Purickuta is located 22 kilometres from SQM and Albemarle’s large-scale production facilities. The project also lies close to other needed infrastructure, including power, labour, communications, and transportation. Chile is a highly sought after mining jurisdiction and has been recognized by publications like the Mining Journal as being one of the best places in the world to operate.
Potential Lithium Supplies for Tesla’s Gigafactory
LiCo’s quest to amass high-potential projects in safe jurisdictions naturally led it to Nevada.
Not only is the state mining-friendly, but it is also prospective for lithium brine deposits.
And the capper?
Telsa is building its gigafactory near Sparks, Nevada with the goal of producing 35 gigawatt-hours (“GWh”) of battery production per year.
The presence of the gigafactory definitely enhances the value of LiCo’s two projects in the state: Black Rock Desert and Dixie Valley.
The company has a 70% earn-in option in Black Rock Desert from Nevada Energy Metals, subject to a 3% net smelter royalty. This geothermal resource area is known to generate fluids that contain anomalous lithium values.
Dixie Valley is another large geothermal system that is still active. LiCo has an option to acquire 100% of the property from Nevada Energy Metals. That deal is also subject to a 3% NSR.
Dixie Valley possesses the key attributes of a lithium brine deposit, and the company’s management team is excited about the prospect of exploring it further.
Plenty of News in 2018
Looking ahead, the expanded drill program on Glencore Bucke and Teledyne cobalt properties will drive the LiCo Energy Metals (TSXV: LIC) story in 2018, and the company remains in good position to capitalize on the bull market for cobalt.

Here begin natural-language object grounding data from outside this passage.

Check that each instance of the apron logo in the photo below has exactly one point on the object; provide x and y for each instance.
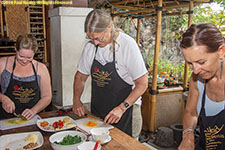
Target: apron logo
(101, 77)
(24, 95)
(16, 88)
(212, 135)
(95, 69)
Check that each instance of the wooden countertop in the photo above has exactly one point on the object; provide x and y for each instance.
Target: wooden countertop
(120, 140)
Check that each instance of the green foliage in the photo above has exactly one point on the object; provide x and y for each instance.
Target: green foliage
(166, 66)
(207, 14)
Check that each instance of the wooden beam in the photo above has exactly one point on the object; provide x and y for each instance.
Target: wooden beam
(143, 10)
(138, 31)
(155, 68)
(167, 14)
(191, 6)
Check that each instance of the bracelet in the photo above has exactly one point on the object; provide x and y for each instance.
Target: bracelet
(188, 130)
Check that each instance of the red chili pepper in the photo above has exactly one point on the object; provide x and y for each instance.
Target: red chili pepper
(55, 124)
(61, 124)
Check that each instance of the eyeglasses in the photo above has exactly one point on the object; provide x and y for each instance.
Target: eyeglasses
(99, 39)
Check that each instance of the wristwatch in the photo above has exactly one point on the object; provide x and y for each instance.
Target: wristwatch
(126, 105)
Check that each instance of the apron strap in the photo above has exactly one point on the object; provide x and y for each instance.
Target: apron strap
(203, 99)
(14, 65)
(114, 54)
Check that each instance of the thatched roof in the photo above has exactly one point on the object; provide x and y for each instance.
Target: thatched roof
(142, 8)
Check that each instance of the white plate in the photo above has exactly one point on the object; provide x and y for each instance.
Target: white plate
(59, 137)
(88, 146)
(52, 120)
(4, 125)
(106, 141)
(14, 141)
(83, 121)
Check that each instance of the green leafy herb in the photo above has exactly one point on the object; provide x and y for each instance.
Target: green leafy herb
(69, 140)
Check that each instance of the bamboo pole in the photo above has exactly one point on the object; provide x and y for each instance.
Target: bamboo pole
(138, 31)
(44, 34)
(190, 16)
(112, 11)
(155, 68)
(167, 14)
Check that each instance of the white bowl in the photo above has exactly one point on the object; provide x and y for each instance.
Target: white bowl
(59, 137)
(100, 134)
(88, 146)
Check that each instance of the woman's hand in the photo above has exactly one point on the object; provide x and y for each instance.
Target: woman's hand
(114, 115)
(29, 113)
(8, 105)
(78, 108)
(187, 142)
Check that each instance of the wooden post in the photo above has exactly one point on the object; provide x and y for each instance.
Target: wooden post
(44, 34)
(138, 31)
(190, 16)
(112, 12)
(1, 19)
(155, 67)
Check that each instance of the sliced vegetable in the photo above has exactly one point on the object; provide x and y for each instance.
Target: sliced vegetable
(44, 123)
(69, 140)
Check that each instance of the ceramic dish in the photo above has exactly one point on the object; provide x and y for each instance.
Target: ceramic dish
(104, 142)
(58, 137)
(68, 124)
(88, 146)
(18, 140)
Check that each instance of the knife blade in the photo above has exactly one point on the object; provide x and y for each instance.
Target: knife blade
(19, 116)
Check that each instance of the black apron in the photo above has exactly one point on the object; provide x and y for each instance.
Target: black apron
(23, 94)
(108, 92)
(212, 129)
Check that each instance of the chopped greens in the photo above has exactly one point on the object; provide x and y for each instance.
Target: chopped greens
(69, 140)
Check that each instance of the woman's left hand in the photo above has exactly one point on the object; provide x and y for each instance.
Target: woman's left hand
(114, 115)
(28, 113)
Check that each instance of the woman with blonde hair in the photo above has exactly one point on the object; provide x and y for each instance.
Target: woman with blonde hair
(203, 48)
(118, 72)
(25, 82)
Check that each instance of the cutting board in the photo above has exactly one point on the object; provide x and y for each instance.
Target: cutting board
(83, 124)
(8, 123)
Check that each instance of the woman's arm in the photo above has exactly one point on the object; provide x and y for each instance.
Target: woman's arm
(190, 116)
(141, 84)
(78, 88)
(7, 104)
(45, 91)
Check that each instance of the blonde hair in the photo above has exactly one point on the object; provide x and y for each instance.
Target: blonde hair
(98, 21)
(27, 41)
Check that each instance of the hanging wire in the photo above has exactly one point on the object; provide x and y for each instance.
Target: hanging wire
(129, 14)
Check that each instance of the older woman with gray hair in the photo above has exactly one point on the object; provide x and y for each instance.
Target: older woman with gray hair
(118, 72)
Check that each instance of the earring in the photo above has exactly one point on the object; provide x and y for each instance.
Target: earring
(221, 68)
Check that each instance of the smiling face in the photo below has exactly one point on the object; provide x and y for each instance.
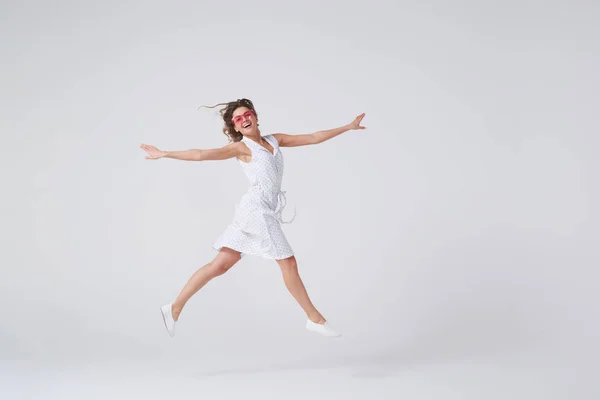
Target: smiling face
(244, 120)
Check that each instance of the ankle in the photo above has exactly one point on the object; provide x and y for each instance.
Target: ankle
(317, 318)
(175, 311)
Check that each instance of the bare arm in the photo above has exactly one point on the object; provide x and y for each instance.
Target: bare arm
(223, 153)
(286, 140)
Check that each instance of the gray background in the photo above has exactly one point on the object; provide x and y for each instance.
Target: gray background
(460, 227)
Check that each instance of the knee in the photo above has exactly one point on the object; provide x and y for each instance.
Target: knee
(219, 268)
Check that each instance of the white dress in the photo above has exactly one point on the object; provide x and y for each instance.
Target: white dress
(256, 227)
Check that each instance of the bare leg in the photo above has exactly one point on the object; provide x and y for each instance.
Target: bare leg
(221, 264)
(293, 282)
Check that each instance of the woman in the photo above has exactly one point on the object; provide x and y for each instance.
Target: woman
(256, 227)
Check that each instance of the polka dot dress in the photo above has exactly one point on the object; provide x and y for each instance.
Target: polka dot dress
(256, 227)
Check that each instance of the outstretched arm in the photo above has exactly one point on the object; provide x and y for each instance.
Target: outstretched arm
(286, 140)
(229, 151)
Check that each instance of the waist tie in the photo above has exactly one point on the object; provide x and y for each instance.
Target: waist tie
(281, 203)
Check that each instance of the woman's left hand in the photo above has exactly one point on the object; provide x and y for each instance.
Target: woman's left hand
(356, 123)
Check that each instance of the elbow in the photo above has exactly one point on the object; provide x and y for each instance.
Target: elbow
(198, 155)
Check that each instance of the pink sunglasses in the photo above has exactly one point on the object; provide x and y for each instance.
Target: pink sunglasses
(244, 116)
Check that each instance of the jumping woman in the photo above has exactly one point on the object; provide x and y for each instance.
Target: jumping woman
(256, 226)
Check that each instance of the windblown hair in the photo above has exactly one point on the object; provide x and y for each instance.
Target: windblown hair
(227, 114)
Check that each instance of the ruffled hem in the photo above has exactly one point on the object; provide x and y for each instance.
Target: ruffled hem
(245, 247)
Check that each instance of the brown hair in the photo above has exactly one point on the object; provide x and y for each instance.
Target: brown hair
(227, 114)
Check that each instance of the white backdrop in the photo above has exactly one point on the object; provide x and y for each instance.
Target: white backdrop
(462, 223)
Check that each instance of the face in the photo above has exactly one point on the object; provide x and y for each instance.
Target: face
(244, 120)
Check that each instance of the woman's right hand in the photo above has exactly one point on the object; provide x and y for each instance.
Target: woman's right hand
(153, 152)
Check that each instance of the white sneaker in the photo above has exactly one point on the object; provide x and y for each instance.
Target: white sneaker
(168, 318)
(324, 329)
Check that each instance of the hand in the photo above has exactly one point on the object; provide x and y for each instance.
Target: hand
(153, 152)
(356, 123)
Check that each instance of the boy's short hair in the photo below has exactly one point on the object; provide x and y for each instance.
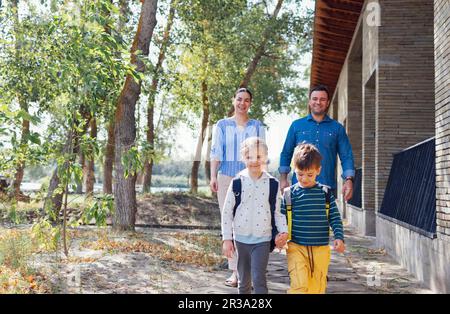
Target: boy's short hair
(307, 156)
(254, 145)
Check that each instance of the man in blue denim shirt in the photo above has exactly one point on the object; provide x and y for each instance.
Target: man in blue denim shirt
(328, 136)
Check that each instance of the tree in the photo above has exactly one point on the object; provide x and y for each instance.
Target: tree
(228, 48)
(125, 128)
(157, 71)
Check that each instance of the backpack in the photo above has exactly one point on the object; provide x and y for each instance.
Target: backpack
(237, 190)
(288, 203)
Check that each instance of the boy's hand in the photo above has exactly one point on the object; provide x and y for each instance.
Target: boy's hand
(213, 184)
(280, 240)
(339, 246)
(228, 248)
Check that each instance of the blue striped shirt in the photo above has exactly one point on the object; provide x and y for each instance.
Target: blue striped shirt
(226, 143)
(310, 225)
(329, 137)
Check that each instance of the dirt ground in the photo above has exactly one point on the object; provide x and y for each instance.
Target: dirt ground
(178, 209)
(159, 258)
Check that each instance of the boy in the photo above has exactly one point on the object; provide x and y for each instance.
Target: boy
(308, 252)
(250, 223)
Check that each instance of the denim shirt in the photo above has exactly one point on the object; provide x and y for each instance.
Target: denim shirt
(329, 137)
(227, 140)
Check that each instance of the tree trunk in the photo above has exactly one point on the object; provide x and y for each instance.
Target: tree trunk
(23, 106)
(80, 152)
(23, 142)
(90, 164)
(82, 161)
(251, 68)
(109, 160)
(198, 152)
(148, 166)
(125, 128)
(53, 201)
(208, 154)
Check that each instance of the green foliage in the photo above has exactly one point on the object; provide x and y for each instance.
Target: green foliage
(15, 250)
(132, 161)
(45, 236)
(102, 208)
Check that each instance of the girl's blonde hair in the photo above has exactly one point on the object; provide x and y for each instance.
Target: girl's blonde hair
(254, 146)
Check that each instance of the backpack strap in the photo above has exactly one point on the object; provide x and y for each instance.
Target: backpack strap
(288, 203)
(327, 190)
(273, 194)
(237, 191)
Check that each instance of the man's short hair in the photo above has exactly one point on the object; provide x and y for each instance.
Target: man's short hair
(254, 146)
(320, 88)
(307, 156)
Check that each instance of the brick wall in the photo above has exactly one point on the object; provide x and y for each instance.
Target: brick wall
(442, 79)
(405, 106)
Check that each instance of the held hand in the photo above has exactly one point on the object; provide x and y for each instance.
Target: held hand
(228, 248)
(347, 190)
(284, 183)
(339, 246)
(214, 185)
(280, 240)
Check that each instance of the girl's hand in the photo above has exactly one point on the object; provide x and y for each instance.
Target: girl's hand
(228, 248)
(213, 184)
(280, 240)
(339, 246)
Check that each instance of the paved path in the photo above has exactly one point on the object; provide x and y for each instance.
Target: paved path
(363, 268)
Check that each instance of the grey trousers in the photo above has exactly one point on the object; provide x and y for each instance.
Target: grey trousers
(252, 260)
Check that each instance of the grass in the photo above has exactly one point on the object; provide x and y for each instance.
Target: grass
(16, 276)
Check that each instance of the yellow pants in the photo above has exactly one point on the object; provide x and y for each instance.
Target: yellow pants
(308, 268)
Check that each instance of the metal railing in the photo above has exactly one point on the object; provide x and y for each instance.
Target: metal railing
(410, 196)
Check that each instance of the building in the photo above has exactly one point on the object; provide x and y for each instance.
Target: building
(387, 65)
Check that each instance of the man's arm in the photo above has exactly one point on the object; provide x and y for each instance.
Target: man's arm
(347, 162)
(286, 157)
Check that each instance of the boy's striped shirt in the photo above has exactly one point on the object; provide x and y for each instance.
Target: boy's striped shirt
(310, 225)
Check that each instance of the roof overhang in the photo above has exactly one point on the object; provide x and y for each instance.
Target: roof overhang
(334, 25)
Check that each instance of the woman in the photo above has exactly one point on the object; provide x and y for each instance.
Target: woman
(229, 133)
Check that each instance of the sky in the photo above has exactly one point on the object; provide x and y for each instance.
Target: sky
(277, 123)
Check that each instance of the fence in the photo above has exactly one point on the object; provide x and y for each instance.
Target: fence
(410, 196)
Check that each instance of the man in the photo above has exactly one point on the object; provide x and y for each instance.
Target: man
(328, 136)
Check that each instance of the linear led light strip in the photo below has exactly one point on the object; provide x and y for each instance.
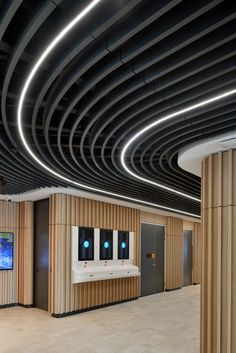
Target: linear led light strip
(155, 124)
(25, 90)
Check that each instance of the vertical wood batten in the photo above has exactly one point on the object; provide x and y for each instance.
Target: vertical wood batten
(218, 297)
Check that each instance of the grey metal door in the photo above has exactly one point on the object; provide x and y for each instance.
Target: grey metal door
(152, 258)
(187, 258)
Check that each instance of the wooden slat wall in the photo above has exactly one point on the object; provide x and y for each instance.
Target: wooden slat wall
(174, 253)
(65, 211)
(152, 218)
(197, 253)
(25, 262)
(16, 286)
(9, 221)
(218, 295)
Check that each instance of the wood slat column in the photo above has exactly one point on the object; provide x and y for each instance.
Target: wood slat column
(25, 259)
(197, 253)
(174, 253)
(218, 294)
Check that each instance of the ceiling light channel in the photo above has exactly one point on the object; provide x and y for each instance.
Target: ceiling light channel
(26, 88)
(159, 122)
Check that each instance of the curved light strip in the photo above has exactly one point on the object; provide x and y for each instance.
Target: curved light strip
(23, 94)
(158, 122)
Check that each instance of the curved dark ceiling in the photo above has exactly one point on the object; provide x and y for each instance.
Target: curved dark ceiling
(125, 64)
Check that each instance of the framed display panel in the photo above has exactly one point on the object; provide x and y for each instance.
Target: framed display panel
(104, 264)
(106, 244)
(86, 244)
(123, 245)
(6, 250)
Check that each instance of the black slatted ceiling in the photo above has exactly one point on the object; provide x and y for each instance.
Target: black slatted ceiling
(126, 64)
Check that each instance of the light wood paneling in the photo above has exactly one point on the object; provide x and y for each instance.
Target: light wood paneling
(65, 211)
(16, 286)
(9, 220)
(197, 253)
(218, 296)
(174, 253)
(188, 225)
(25, 262)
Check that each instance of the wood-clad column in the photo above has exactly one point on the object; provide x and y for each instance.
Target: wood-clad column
(174, 253)
(25, 258)
(197, 253)
(218, 297)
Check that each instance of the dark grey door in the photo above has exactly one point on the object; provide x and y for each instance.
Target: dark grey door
(152, 259)
(187, 258)
(41, 253)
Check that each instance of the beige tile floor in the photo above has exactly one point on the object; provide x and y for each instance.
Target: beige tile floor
(162, 323)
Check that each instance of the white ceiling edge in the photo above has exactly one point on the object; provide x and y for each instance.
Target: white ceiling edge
(44, 193)
(191, 156)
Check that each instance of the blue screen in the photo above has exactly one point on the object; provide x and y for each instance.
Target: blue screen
(6, 251)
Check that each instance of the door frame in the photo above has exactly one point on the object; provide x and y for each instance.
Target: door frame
(155, 224)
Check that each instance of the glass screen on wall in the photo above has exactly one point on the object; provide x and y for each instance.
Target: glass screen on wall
(106, 244)
(123, 245)
(86, 244)
(6, 250)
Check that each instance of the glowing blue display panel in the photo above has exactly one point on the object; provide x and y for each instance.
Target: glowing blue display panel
(106, 244)
(86, 244)
(6, 250)
(123, 245)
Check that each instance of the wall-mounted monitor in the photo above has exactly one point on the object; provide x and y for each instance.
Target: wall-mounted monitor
(123, 245)
(106, 244)
(6, 250)
(86, 244)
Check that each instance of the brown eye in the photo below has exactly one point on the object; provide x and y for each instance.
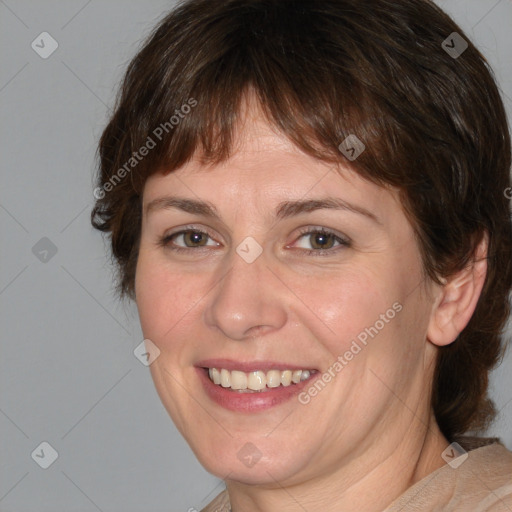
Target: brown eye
(322, 241)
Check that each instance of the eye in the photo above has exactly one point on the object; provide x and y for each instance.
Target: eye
(186, 239)
(322, 240)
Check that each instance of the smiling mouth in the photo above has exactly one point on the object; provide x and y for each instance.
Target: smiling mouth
(257, 381)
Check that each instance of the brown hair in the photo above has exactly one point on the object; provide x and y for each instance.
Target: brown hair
(432, 122)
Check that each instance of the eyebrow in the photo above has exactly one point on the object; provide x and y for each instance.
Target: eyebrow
(284, 210)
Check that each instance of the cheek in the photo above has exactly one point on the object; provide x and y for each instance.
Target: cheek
(347, 303)
(161, 295)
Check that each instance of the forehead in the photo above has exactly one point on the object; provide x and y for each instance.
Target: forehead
(266, 168)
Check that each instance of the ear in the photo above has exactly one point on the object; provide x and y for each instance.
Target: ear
(457, 298)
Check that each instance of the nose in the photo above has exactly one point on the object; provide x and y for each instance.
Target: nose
(247, 301)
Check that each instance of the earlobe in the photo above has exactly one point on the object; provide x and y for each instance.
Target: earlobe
(457, 299)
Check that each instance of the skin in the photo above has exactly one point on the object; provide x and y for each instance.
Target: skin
(370, 434)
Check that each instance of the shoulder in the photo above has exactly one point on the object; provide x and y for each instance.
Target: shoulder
(480, 481)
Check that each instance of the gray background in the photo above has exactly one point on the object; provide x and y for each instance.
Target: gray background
(68, 373)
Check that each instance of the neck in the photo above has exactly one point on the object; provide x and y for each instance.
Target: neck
(369, 483)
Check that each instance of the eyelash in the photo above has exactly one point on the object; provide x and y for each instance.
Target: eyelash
(343, 242)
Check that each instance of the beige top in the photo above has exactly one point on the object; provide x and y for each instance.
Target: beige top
(482, 483)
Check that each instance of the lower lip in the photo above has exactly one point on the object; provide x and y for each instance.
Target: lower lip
(250, 402)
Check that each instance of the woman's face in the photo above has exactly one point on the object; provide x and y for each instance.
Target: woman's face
(257, 293)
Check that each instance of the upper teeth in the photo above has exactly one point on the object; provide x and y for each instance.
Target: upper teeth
(258, 380)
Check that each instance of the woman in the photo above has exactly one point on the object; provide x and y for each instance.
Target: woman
(307, 201)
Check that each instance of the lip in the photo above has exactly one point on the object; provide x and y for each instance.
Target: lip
(249, 366)
(250, 402)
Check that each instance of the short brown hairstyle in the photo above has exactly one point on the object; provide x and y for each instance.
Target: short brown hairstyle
(433, 124)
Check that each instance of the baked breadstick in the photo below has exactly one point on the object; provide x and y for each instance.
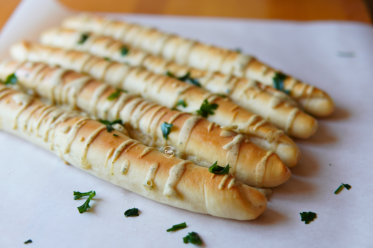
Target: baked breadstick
(86, 144)
(203, 57)
(142, 82)
(271, 104)
(189, 134)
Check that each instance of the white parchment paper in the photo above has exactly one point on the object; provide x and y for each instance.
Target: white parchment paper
(36, 188)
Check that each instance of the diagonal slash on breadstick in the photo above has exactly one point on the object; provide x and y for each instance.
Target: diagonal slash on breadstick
(274, 105)
(204, 57)
(176, 182)
(165, 91)
(250, 164)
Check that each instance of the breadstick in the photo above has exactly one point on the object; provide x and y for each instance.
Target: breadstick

Fernback noted, “Cobalt has been the best preforming commodity for the past three years showing over 179% growth in this period. The demand is continuing to grow, and supply cannot keep pace. It is a great place to be for LiCo. The exploration program on Glencore Bucke will be a good catalyst for growth — especially if we can get an underground resource defined and attract a JV partner like Glencore. Furthermore, we also very actively looking for new cobalt acquisitions in safe mining jurisdictions like Canada and Chile.”